Will definitely read the next novel in the series.
Tade Thompson's novel Rosewater is named after a city that has grown up around an alien edifice somewhere in Nigeria. Scenes before the edifice grew are intermingled with scenes that come after. The viewpoint character, Kaaro, is an interesting sort of antihero. Maybe I should say he's straight-up aheroic. He dislikes violence and avoids carrying a gun, but he is also inclined to shirk responsibility in small and large ways. His stealing in the earlier timeline seems like the kind of awful teenage choice people I care about have made. Some of the choices Kaaro makes in the alien-mediated psychic realm were harder for me to handle. This isn't a book that minds making readers ill-at-ease, though. If you weren't ever disconcerted, maybe it would have failed you.
The later-timeline Kaaro struck me as deeply, quietly depressed. I wondered for a long time whether he would align with the aliens, or with one of the groups trying to exploit or control them. In the end, Kaaro doesn't choose either option. He simply decides that he wants to be alive, and to be engaged with the world. This is mediated mostly through the woman he's in love with, and it's hard to say whether this resolve will stick once the new-relationship glow wears off. Maybe? They have compatible levels of weird secrets.

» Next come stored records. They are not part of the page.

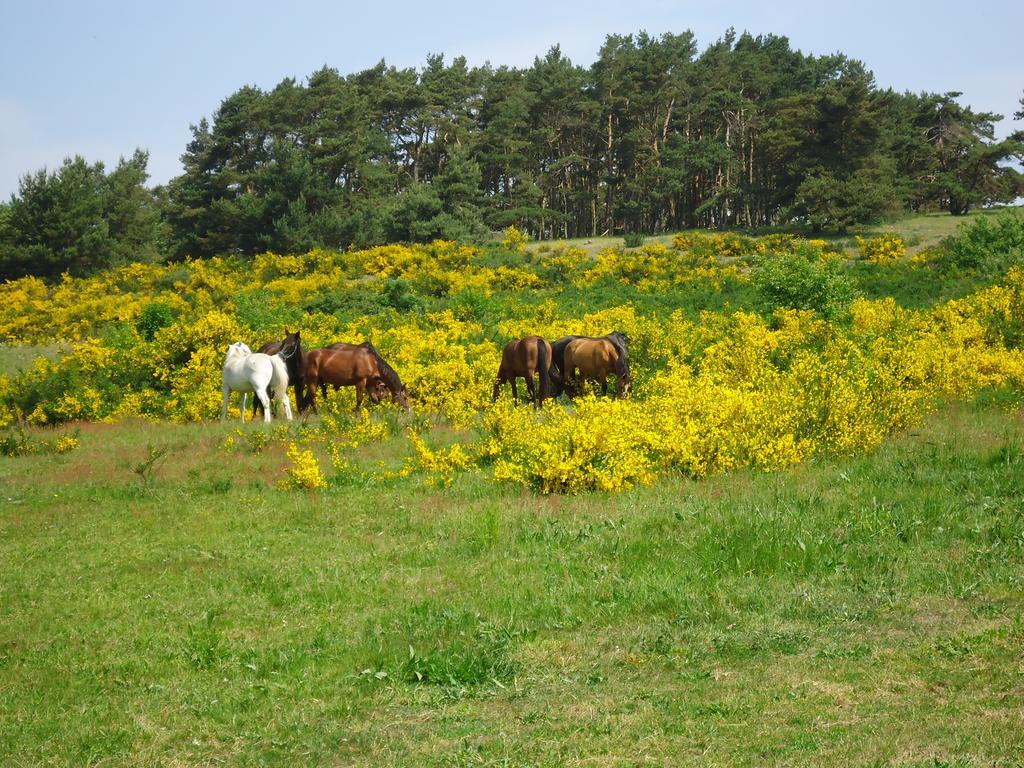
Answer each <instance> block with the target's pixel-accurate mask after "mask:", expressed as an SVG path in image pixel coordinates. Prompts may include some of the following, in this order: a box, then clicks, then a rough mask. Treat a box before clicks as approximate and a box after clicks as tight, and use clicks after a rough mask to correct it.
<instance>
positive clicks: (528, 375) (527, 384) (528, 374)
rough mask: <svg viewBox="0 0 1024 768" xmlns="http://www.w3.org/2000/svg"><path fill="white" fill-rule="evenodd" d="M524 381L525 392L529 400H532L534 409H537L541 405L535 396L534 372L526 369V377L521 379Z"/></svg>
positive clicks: (539, 402)
mask: <svg viewBox="0 0 1024 768" xmlns="http://www.w3.org/2000/svg"><path fill="white" fill-rule="evenodd" d="M522 378H524V379H525V380H526V392H527V393H528V394H529V398H530V399H531V400H534V407H535V408H537V407H539V406H540V404H541V401H540V400H539V399H538V396H537V392H538V390H537V384H536V383H535V382H534V372H532V371H530V370H529V369H528V368H527V369H526V375H525V376H524V377H522Z"/></svg>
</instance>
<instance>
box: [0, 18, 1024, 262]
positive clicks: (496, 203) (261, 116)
mask: <svg viewBox="0 0 1024 768" xmlns="http://www.w3.org/2000/svg"><path fill="white" fill-rule="evenodd" d="M959 96H961V94H959V93H955V92H949V93H941V94H939V93H921V94H914V93H898V92H895V91H893V90H891V89H883V88H880V87H879V86H878V85H877V83H876V82H874V78H873V76H872V74H871V73H870V72H869V71H868V70H867V69H866V68H865V67H864V65H863V63H861V62H860V61H857V60H855V59H851V58H848V57H847V56H845V55H842V54H838V53H837V54H829V55H821V56H815V55H808V54H804V53H802V52H801V51H799V50H794V49H793V48H792V47H791V45H790V42H788V40H787V39H786V38H785V37H778V36H773V35H763V36H753V35H750V34H742V35H738V36H737V35H736V34H734V33H733V32H732V31H730V32H728V33H727V34H726V35H725V36H724V37H723V38H722V39H720V40H719V41H717V42H716V43H714V44H712V45H710V46H709V47H708V48H707V49H705V50H703V51H702V52H698V50H697V45H696V42H695V40H694V37H693V35H692V33H690V32H684V33H682V34H678V35H675V34H665V35H662V36H659V37H654V36H650V35H647V34H646V33H640V34H638V35H610V36H608V37H607V38H606V39H605V41H604V44H603V45H602V47H601V49H600V52H599V54H598V57H597V60H596V61H594V62H593V63H592V65H591V66H590V67H582V66H579V65H574V63H572V62H571V61H570V60H569V59H568V58H566V57H565V56H564V55H563V54H562V53H561V51H560V49H559V48H558V47H557V46H556V47H553V48H552V49H551V50H550V51H549V52H548V53H547V54H546V55H545V56H543V57H538V58H536V59H535V61H534V63H532V66H531V67H529V68H525V69H517V68H510V67H499V68H494V67H492V66H489V65H488V66H484V67H477V68H471V67H469V66H468V65H467V62H466V59H465V58H463V57H456V58H454V59H452V60H451V61H445V59H444V57H443V56H441V55H432V56H429V57H428V58H427V61H426V65H425V66H424V67H422V68H419V69H415V68H408V69H397V68H395V67H389V66H387V65H386V63H385V62H384V61H381V62H380V63H379V65H377V66H376V67H374V68H371V69H369V70H366V71H364V72H358V73H355V74H351V75H347V76H343V75H341V74H339V73H338V72H337V71H336V70H333V69H329V68H324V69H322V70H319V71H317V72H315V73H313V74H312V75H310V76H309V77H308V78H307V79H306V81H305V82H304V83H303V82H298V81H296V80H294V79H286V80H283V81H282V82H281V83H280V84H279V85H278V86H276V87H274V88H273V89H271V90H262V89H259V88H256V87H253V86H246V87H244V88H241V89H240V90H238V91H237V92H234V93H232V94H231V95H229V96H228V97H227V98H225V99H224V100H223V102H222V103H221V104H220V106H219V109H218V110H217V111H216V112H215V113H214V114H213V115H212V116H211V118H210V119H209V120H207V119H203V120H201V121H200V122H199V123H198V124H197V125H194V126H193V127H191V133H193V136H191V140H190V141H189V142H188V144H187V146H186V147H185V150H184V154H183V155H182V163H183V168H184V170H183V173H182V174H181V175H180V176H177V177H176V178H174V179H172V180H171V181H170V182H169V183H168V184H167V185H165V186H159V187H156V188H148V187H146V186H145V178H146V175H145V164H146V156H145V154H144V153H141V152H136V154H135V155H134V156H133V157H132V158H131V159H130V160H123V161H122V162H121V163H120V164H119V165H118V167H117V168H115V169H114V170H113V171H111V172H109V173H108V172H106V171H105V169H104V168H103V167H102V165H101V164H95V165H89V164H88V163H86V162H85V161H84V160H82V159H81V158H76V159H74V160H69V161H66V162H65V164H63V165H62V166H61V167H60V168H59V169H57V170H56V171H53V172H47V171H45V170H43V171H39V172H37V173H35V174H31V175H28V176H26V177H24V178H23V180H22V183H20V185H19V190H18V194H17V195H16V196H13V197H12V198H11V200H10V202H9V203H6V204H2V205H0V278H10V276H16V275H18V274H25V273H37V274H42V275H56V274H59V273H60V272H62V271H66V270H70V271H72V272H73V273H83V272H86V271H89V270H90V269H94V268H97V267H99V266H104V265H109V264H116V263H123V262H124V261H130V260H154V259H180V258H184V257H187V256H196V257H200V256H210V255H225V254H241V255H252V254H254V253H258V252H261V251H265V250H273V251H279V252H297V251H305V250H307V249H309V248H312V247H315V246H326V247H347V246H351V245H355V246H368V245H374V244H378V243H385V242H395V241H428V240H432V239H435V238H449V239H469V240H474V239H480V238H483V237H485V236H486V233H487V232H488V231H489V230H494V229H500V228H504V227H507V226H509V225H511V224H514V225H516V226H517V227H519V228H520V229H523V230H525V231H527V232H528V233H529V234H530V236H532V237H534V238H539V239H545V238H574V237H593V236H600V234H605V233H630V232H646V233H653V232H660V231H666V230H676V229H681V228H688V227H729V226H739V227H750V228H754V227H766V226H778V225H786V224H794V223H797V224H804V225H807V226H808V227H810V228H812V229H814V230H822V229H830V230H838V231H843V230H845V229H846V228H847V227H849V226H850V225H852V224H855V223H870V222H872V221H876V220H878V219H880V218H881V217H884V216H886V215H890V214H897V213H899V212H905V211H926V210H947V211H949V212H950V213H951V214H954V215H959V214H964V213H966V212H967V211H968V210H969V209H970V208H971V207H973V206H979V205H987V204H992V203H998V202H1008V201H1013V200H1014V199H1016V198H1017V197H1019V196H1020V195H1022V194H1024V191H1022V190H1024V183H1022V175H1021V174H1020V173H1019V172H1018V171H1017V170H1015V169H1014V168H1013V167H1012V165H1010V162H1011V161H1013V160H1014V159H1018V160H1019V159H1021V158H1024V133H1022V132H1018V133H1016V134H1015V135H1013V136H1011V137H1010V138H1007V139H1004V140H996V139H995V138H994V125H995V123H996V122H998V121H999V120H1000V119H1001V116H998V115H993V114H988V113H976V112H974V111H973V110H972V109H971V108H970V106H968V105H966V104H963V103H961V102H959V101H958V100H957V99H958V97H959ZM1022 112H1024V98H1022ZM1016 117H1018V118H1020V117H1021V115H1020V114H1018V115H1017V116H1016Z"/></svg>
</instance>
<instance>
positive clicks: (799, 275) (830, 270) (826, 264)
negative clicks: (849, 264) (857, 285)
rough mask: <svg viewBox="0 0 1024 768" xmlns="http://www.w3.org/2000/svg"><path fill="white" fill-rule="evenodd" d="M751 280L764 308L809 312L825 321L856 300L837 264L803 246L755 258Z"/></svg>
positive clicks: (813, 248) (845, 312) (842, 312)
mask: <svg viewBox="0 0 1024 768" xmlns="http://www.w3.org/2000/svg"><path fill="white" fill-rule="evenodd" d="M751 279H752V283H753V285H754V287H755V289H756V290H757V292H758V294H759V296H760V297H761V299H762V301H763V302H764V303H766V304H767V305H768V308H775V307H780V306H782V307H790V308H793V309H813V310H814V311H816V312H818V313H820V314H821V315H822V316H824V317H828V318H829V319H834V318H836V317H838V316H840V315H843V314H845V313H846V311H847V310H848V309H849V306H850V302H851V301H853V299H854V298H856V297H857V288H856V285H855V283H854V282H853V280H852V279H851V278H850V276H849V275H848V274H846V273H845V272H844V271H843V270H842V264H841V261H840V260H839V259H837V258H828V257H826V258H822V257H821V251H819V250H818V249H817V248H814V247H812V246H809V245H807V244H802V245H800V246H798V247H797V248H796V250H795V251H794V252H793V253H783V254H773V255H769V256H765V257H763V258H761V259H759V260H758V263H757V266H756V267H755V269H754V271H753V273H752V275H751Z"/></svg>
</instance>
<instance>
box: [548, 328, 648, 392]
mask: <svg viewBox="0 0 1024 768" xmlns="http://www.w3.org/2000/svg"><path fill="white" fill-rule="evenodd" d="M563 365H564V366H565V368H564V371H563V375H564V382H565V384H566V386H567V385H568V383H569V382H570V381H572V382H574V380H575V379H577V369H580V383H582V381H583V379H597V380H598V381H599V382H601V391H602V392H603V393H604V394H607V393H608V376H609V375H610V374H614V375H615V391H616V392H617V393H618V396H620V397H623V396H625V395H627V394H629V391H630V385H631V384H632V378H631V376H630V364H629V359H628V358H627V356H626V351H625V349H624V348H623V347H618V346H616V345H615V344H613V343H612V342H611V341H610V340H609V339H607V338H601V339H586V338H581V339H572V340H571V341H569V343H568V344H566V345H565V350H564V355H563ZM574 383H575V382H574ZM573 389H579V387H575V386H574V387H573Z"/></svg>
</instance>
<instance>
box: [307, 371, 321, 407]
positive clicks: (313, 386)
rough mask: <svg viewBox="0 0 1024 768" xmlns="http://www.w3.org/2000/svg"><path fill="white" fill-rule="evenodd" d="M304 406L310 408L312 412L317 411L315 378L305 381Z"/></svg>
mask: <svg viewBox="0 0 1024 768" xmlns="http://www.w3.org/2000/svg"><path fill="white" fill-rule="evenodd" d="M306 406H307V407H308V408H311V409H312V410H313V413H314V414H318V413H319V411H317V410H316V379H309V380H308V381H307V382H306Z"/></svg>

All of the women in Rosewater are intense, strong-minded, ambitious people. They know what they want, in a way that Kaaro often doesn't. I liked them very much; I particularly enjoyed a conversation Kaaro has with the brilliant engineer Oyin Da about what fraction of her has become alien and what fraction of her has turned into a robot. I wondered about the pattern, though, where the man gets to be feckless and uncertain, while the women are all strong. I've noticed it often before in comic novels--Pratchett in particular tends this way--and though I like all the tough complicated interesting women as individuals, in aggregate I sometimes wonder what this authorial choice says about who gets to be ordinary. It's a trickier pattern to criticize because fecklessness does have different costs, depending on who you are. That's why Kaaro's relentless refusal to play the hero matters, in the first place.
A truly unique science fiction experience set in Nigeria and exploring large questions about what it means to be human / alien / and what it means to feel and love.
Generally, straight science fiction is not my thing, but this was so well written and entertaining that I am excited to continue on in the series. The story opens with a cool, "Ready Player One-ish" start with the protagonist being a worker in an IT department of a bank. Evan that was interesting. Then the whole region goes to participate in the "Opening", an annual celebration (sort of) event that occurs and is thought to offer healing to those who have ailments of all sorts. There are pros and cons of this event and the fun starts there.
I would highly recommend this book and am looking forward to book #2 (already out) and then book #3 is out this fall.
#Rosewater #NetGalley
I especially liked this book because of its 2 points of view, set in 2 different times. Set in the future, the healing abilities of the alien biodome may have also given humans different powers. This is exceptional science fiction, highly readable, and recommended.